Environmental Litigation in the Flint Water Crisis
A recent and devastating example of the effects hazardous contamination can have on minority groups is the case of the Flint water crisis.
A “temporary” water solution proposed by the city while waiting for a new pipeline project to be completed resulted in lead-contaminated drinking water throughout Flint, Michigan. Many residents suffered serious, long-term health problems.
Although the initial decision to divert the water source was certainly not made with the intent to harm the residents of Flint, the city refused to investigate and address the water’s safety when citizens voiced concerns.

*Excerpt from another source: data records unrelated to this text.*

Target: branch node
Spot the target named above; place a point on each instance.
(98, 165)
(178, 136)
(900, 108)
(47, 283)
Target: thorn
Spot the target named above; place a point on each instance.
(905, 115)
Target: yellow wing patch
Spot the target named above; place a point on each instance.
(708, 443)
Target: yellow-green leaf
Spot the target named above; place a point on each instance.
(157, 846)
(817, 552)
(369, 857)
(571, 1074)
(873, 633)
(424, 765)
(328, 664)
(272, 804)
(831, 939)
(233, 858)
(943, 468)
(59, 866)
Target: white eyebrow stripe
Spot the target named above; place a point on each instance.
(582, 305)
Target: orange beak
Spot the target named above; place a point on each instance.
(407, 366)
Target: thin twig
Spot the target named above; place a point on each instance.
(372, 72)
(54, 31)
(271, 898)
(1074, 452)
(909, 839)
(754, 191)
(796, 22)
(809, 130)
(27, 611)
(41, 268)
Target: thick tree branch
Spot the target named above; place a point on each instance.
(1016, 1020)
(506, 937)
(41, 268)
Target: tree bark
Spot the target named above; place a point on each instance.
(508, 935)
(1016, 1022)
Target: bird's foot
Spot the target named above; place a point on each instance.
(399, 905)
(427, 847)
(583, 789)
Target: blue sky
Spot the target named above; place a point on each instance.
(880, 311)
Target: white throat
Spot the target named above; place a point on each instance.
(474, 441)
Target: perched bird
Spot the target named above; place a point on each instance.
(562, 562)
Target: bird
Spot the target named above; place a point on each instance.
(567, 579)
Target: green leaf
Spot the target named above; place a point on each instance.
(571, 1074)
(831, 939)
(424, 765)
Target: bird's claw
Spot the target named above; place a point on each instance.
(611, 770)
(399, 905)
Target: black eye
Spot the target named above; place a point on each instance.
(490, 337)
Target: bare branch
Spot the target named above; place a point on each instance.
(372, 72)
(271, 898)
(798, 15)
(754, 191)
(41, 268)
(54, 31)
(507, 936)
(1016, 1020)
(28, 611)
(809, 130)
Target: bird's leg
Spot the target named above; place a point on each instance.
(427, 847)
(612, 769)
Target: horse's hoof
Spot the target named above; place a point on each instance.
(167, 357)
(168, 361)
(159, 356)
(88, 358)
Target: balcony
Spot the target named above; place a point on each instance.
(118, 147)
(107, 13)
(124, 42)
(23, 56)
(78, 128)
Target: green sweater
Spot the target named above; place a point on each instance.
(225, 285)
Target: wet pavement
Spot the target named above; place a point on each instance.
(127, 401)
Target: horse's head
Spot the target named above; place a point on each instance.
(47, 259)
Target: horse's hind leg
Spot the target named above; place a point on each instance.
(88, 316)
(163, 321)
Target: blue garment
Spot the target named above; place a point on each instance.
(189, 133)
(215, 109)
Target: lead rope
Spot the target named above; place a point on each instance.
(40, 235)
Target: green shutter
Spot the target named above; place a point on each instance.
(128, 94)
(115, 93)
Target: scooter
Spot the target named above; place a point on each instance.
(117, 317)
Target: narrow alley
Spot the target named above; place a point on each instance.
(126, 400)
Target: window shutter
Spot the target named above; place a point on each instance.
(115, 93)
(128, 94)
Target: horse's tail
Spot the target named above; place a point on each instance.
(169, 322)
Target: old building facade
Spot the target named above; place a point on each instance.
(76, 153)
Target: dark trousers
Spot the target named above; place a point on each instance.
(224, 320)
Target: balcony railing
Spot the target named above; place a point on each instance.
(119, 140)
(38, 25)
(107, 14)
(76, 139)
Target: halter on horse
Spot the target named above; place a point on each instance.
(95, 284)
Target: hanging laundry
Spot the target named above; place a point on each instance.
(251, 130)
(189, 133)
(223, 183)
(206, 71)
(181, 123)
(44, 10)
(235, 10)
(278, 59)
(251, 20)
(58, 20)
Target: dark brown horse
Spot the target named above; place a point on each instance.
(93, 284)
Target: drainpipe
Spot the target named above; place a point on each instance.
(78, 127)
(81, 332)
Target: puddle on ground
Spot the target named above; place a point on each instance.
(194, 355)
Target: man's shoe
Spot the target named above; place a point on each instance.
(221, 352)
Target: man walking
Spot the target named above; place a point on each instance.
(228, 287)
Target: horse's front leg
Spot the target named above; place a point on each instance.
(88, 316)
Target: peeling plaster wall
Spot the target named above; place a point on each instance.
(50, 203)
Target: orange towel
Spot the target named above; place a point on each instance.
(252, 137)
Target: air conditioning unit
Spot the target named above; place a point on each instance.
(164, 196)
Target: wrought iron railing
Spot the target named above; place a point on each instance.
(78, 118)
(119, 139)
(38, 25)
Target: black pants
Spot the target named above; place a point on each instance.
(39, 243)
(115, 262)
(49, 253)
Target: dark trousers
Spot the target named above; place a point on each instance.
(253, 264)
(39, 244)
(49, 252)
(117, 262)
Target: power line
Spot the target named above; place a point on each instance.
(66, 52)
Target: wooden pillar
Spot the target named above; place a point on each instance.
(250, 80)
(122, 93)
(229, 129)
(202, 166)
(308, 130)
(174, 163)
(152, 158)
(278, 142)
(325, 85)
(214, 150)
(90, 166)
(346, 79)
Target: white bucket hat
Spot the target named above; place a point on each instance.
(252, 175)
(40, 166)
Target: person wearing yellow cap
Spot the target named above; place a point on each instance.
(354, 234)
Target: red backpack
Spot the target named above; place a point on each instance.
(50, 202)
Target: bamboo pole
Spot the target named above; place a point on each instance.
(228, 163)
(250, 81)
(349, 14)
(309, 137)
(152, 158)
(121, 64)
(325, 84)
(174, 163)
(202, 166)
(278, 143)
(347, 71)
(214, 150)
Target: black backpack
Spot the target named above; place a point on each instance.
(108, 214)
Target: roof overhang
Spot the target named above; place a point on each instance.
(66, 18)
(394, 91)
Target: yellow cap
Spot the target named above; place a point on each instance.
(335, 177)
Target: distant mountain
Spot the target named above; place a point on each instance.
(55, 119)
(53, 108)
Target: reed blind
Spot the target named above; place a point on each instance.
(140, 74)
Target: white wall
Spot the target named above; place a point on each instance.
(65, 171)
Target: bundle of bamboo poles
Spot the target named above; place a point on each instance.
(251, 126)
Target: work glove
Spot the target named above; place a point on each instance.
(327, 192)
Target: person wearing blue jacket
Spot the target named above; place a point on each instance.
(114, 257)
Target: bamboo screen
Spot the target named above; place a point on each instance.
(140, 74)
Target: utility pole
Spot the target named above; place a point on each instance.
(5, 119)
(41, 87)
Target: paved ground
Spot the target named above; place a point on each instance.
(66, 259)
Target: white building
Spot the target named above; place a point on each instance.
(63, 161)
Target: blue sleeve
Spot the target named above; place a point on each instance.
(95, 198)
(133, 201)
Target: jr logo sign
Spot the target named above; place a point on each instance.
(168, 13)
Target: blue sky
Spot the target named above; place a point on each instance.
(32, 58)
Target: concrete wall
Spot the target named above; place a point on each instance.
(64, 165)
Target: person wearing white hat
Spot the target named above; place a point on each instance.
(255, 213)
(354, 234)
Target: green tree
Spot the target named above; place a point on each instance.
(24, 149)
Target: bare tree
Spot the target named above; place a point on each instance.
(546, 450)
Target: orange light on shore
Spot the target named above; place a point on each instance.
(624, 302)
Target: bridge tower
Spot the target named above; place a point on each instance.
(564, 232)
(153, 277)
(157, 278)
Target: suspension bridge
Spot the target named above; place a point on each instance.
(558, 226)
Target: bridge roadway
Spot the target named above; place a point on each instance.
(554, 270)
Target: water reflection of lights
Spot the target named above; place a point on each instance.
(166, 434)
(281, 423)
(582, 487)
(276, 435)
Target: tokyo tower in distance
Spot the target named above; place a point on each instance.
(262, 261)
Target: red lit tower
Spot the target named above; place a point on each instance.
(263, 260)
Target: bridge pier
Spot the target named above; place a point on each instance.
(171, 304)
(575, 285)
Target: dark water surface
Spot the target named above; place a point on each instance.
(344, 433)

City officials even ignored analyses proving the dangerous lead levels in the water.
The fact that the city’s population consists largely of low-income minorities has led many to question whether the citizens’ voices would have been ignored and the crisis would have been swept under the rug for so long if it had occurred in an affluent area instead of a poor community.
The environmental lawyers at Napoli Shkolnik help represent victims of the egregiously mismanaged Flint crisis, as well as those affected by other environmental hazards that endanger individuals and communities.
Fighting Environmental Racism Today
Unfortunately, despite the different protests and legal cases over the years, the problem of environmental racism continues today. Even though there are more regulations in place that, if they serve their purposes, will protect minority communities from new contamination problems, pollution can take years or decades to clean up. Many communities still feel the devastating effects of the discriminatory practices used decades ago.
However, rising awareness of the problem of environmental pollution across the country matched with individuals, communities, environmental litigation lawyers, and businesses dedicated to making a change empower the prospect of a different future.